Jornal 75 – ELEIÇÕES NA GRÉCIA: FAZ FALTA UMA ESQUERDA ANTICAPITALISTA E SOCIALISTA
12 de fevereiro de 2015
Este texto é uma contribuição individual e não expressa necessariamente a posição do conjunto da organização, por isso se encontra assinado por seus autores
Daniel M. Delfino e Dalmo Duarte
O REPÚDIO À TROIKA
No dia 25/01 aconteceram eleições gerais na Grécia, antecipadas devido ao colapso do governo anterior (liderado pelo partido mais tradicional da direita, o Nova Democracia), conforme as regras do sistema parlamentarista. As eleições foram vencidas pelo partido SYRIZA (Coalizão da Esquerda Radical em grego), que elegeu 149 de um total de 300 deputados e junto com partidos menores apontarão seu líder Alexis Tsipras para o posto de primeiro ministro. A principal promessa de campanha do SYRIZA é o fim das medidas de “austeridade” que vêm sangrando o país desde a crise do euro em 2010, mais um episódio da crise mundial iniciada em 2008, e que não se encerrou na Europa.

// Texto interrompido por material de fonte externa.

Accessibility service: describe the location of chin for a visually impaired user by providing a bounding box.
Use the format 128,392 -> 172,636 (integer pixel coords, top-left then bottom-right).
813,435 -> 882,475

Para poder continuar operando com o euro, o governo anterior se submeteu desde 2010 a um memorando da chamada “Troika” (União Européia, Banco Central Europeu e FMI) que impunha medidas severas como aumento de impostos e corte nos gastos públicos, retirada de direitos (redução salarial, fim da estabilidade, etc.), para que se continuasse pagando a dívida aos credores (especuladores, agiotas e banqueiros) internacionais e, assim, recuperar sua credibilidade perante o mercado internacional. Os cortes atingiram pesadamente a população trabalhadora, pois atingiram os serviços públicos, a saúde, a Educação, o pagamento de aposentadorias e pensões. Foi essa política que os eleitores gregos rejeitaram maciçamente nas urnas.
A TRAGÉDIA SOCIAL DA “AUSTERIDADE”
As medidas de “austeridade” vinham sendo implantadas pelos governos do Nova Democracia e do PASOK (Partido Social Democrata, o partido da “esquerda” tradicional), que têm se alternado no poder nas últimas décadas, sem conseguir reativar a economia. Segundo dados do FMI (http://www.imf.org/) de outubro de 2014, o PIB da Grécia está em US$ 246 bilhões, tendo se mantido praticamente estável em 2014 (crescimento de 0,6%), depois de uma sequência de quedas brutais (-3,8% em 2013, -6,9% em 2012, -7,1% em 2011, -4,9% em 2010 e -3,1% em 2009). A taxa de desemprego está em 25,7% (ou seja, ¼ da população economicamente ativa), sendo 60% entre os jovens de 18 a 25 anos. E a dívida pública está em 168,6% do PIB.
As consequências da “austeridade” e do desemprego são o aumento explosivo da pobreza nos anos recentes: “Com 1,38 milhões de pessoas no desemprego (de uma população de 11 milhões de habitantes), a pobreza tem aumentado na Grécia. Um estudo da Universidade de Atenas revela que no ano passado 14% da população viviam na pobreza, contra 2% em 2009.”(http://pt.euronews.com/2014/02/13/grecia-desemprego-e-pobreza-batem-recordes/).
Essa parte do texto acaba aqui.